Foreshadowing a global apocalypse was as good a sign as any that this year's pre-NFL Draft media cycle had reached its peak.

Outside of the Super Bowl, this is American football's busiest period as the latest class of collegiate prospects finally find out where they will be playing their professional ball after what seems a lifetime of build-up.

The NFL Draft has grown into a multi-million dollar enterprise, what once was a small, purely transactional process now unadulterated sporting and money-spinning theatre with the annual announcements routinely being watched by more people than play-off basketball and baseball games.

When all is said and done - and selected - this weekend, millions across the US and more across the globe will have tuned in to find out where their favourite prospects will land.

With the gravity of the career-defining decisions being made in Cleveland over the next three days comes hour after hour and column inch after column inch of speculation and counter-speculation on just who could be selected where and why.

Much of this year's bluff and bluster centres around Shanahan’s 49ers and what they will do with the third overall selection at the top end of the board and, more specifically, which quarterback they will select.

The scouts' pick would be Justin Fields, a top-tier, dual threat runner and passer from Ohio State, while other onlookers are enamoured with the raw potential of North Dakota's Trey Lance, another QB with outstanding physical gifts.

The draft gurus, however, believe it will instead be Mac Jones, a more polarising prospect who won everything there is to win at Alabama, but was never the star of the show while doing it.

What is for sure is Shanahan, the man tasked with making the call, has had enough of the talking.

“I think there are five quarterbacks,” he said having traded three first round picks to move up the board to have his pick of them. “Everyone’s excited to draft a quarterback. If you would have been excited about one of these guys at 12, then you should be excited at three.”

There will be a new signal-caller in San Francisco come Saturday afternoon, of that we can be certain. The rest, however, is less clear after a collegiate season and offseason like no other before it.

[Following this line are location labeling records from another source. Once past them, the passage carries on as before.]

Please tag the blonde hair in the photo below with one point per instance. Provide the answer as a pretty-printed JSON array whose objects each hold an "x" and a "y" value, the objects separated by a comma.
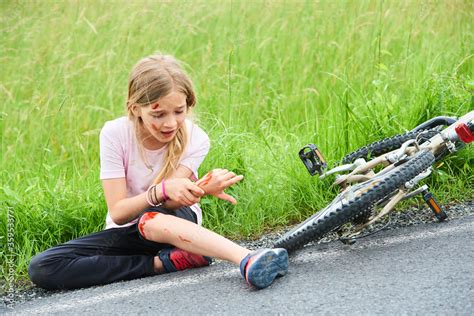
[{"x": 152, "y": 78}]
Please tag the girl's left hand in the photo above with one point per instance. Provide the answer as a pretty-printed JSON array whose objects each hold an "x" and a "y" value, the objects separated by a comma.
[{"x": 216, "y": 181}]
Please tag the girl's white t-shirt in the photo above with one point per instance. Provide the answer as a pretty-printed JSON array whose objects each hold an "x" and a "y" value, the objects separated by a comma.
[{"x": 120, "y": 158}]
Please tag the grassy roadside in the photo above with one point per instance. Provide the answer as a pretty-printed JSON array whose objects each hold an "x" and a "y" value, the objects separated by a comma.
[{"x": 270, "y": 77}]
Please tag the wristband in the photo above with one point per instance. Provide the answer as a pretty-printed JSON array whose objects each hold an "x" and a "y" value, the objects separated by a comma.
[
  {"x": 163, "y": 191},
  {"x": 148, "y": 197}
]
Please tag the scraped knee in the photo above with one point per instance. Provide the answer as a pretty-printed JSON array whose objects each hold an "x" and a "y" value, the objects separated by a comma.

Coronavirus decimated the playing schedule for teams up and down the country - Lance was reduced to playing just one game - while as the teeth of the pandemic hit many of the class' top stars including LSU wide receiver Jamarr Chase and Miami edge rusher Greg Rousseau opted to not play at all.

And then, come Draft time, the usual league scouting combine was cancelled leaving the all-important height, weight and speed measurements to be done from afar.

For talent evaluators that has presented a unique challenge.

"I think it’s the most mysterious draft ever" long-time ESPN analyst Mel Kiper Jr says. “I said it was gonna be that way in August. We had all opt-outs, guys not playing, guys playing some, guys being affected by all the disruption and all the Covid tests and all that.

“I think it’s the most intriguing draft ever, the most fascinating draft ever, the most interesting draft ever. In the 43 years I’ve been doing it, I would say all those words apply.”

NFL Network's Daniel Jeremiah, a former scout with the likes of the Baltimore Ravens and Philadelphia Eagles, agrees.

"Look, group think is a real thing," Jeremiah says of the tendency for teams and scouts to fall in line with their opinions of players.

"When you get scouts that pal around together, we go to the same schools and you'd be at the same places watching the same players. Everybody ends up talking and and you kind of end up getting some consensus on some players."

"I think in some ways it's better because you get individual evaluations," Jeremiah added. "But I can't remember more variance just talking to buddies around the league about specific players where the (evaluations) are so wildly different."

Different is right but the hype remains the same. Millions of eyeballs will be watching when commissioner Roger Goodell finally announces the 49ers pick. Shanahan is ready for Thursday night. The NFL-watching world will be on the clock with him.